Using climate grid data for the South East Queensland (SEQ) region (including precipitation, temperature and solar radiation data), AWRA–L was used to estimate the runoff depth at each grid point within the region. Only runoff from the landscape is considered; therefore, the surface areas of the major reservoirs were excluded from the analysis.

The average runoff depth from the landscape into the connected surface water store was determined as the weighted mean of the relevant grid points within the region boundary. Points were weighted based upon the area they represented within the reporting region to remove edge effects (where the area represented is not wholly within the reporting region) and the effect of changing area represented with changing latitude. Runoff depth was converted to a runoff volume by multiplying runoff depth by the total area of the region (excluding reservoirs).

Assumptions, Limitations, Caveats and Approximations

The estimated runoff was compared against historical flows at unimpaired catchments within the SEQ region for the 2010–11 water year and provided a suitable representation of the runoff for this year.

The runoff estimates were subject to the assumptions of the AWRA–L model detailed in Van Dijk (2010).

 

Uncertainty Information

The uncertainty estimate was not quantified.

Comparative year

This line item corresponds to line item 13.4.1 Runoff to connected surface water reported in the 2010 Account. There was a method change in the 2011 Account.

The following table compares the value at 30 June 2010 reported in the 2011 Account with the corresponding value reported in the 2010 Account.
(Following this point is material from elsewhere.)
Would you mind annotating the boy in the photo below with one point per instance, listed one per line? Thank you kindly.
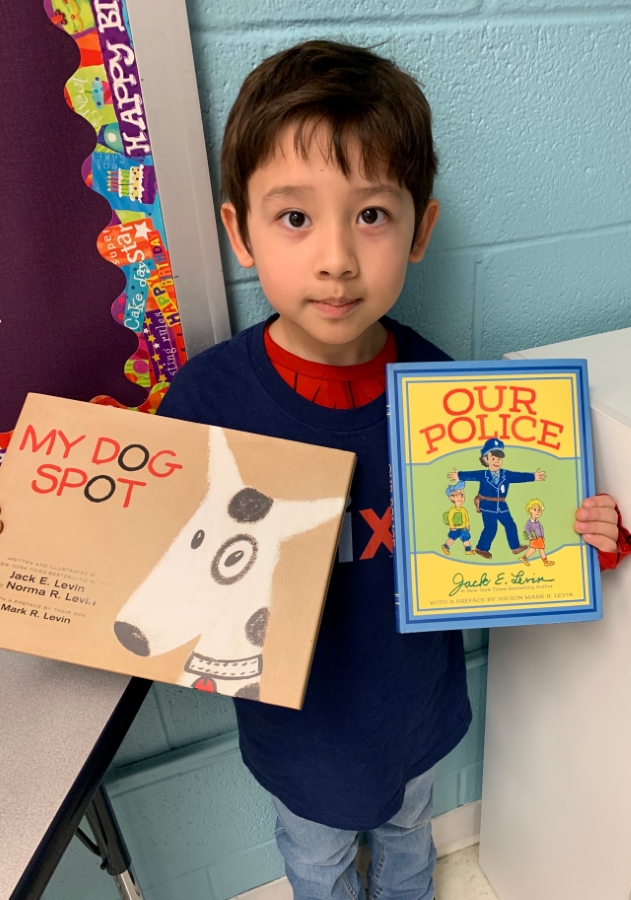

Comparative year information – line item 9.4 Runoff to surface water
2011 Account line item 2010 Account line item Volume reported in the 2010 Account
(ML)
Prior period error correction
(ML)
Volume difference due to scope change
(ML)
Restated volume reported in the 2011 Account
(ML)
Additional information
9.4 Runoff to surface water 13.4.1 Runoff to connected surface water 2,722,267 0 991,923 3,714,190 Method for calculating runoff changed


It was recognised that the volume of runoff estimated for the comparison year (3,714,190 ML) was greater than the volume reported for the 2010 Account (2,722,267 ML). This was due to a change in modelling methods. The difference between the prior estimate of runoff and the estimate produced for the comparison year can be attributed to the choice of the AWRA–L v1.0.0 model instead of the previously used average of WaterDyn v26 and AWRA–L v0.5. The difference of 991,923 ML represents a change of approximately 36% of the previously published volume. This was considered material and therefore a comparison year volume of 3,714,190 ML was presented in the 2011 Account.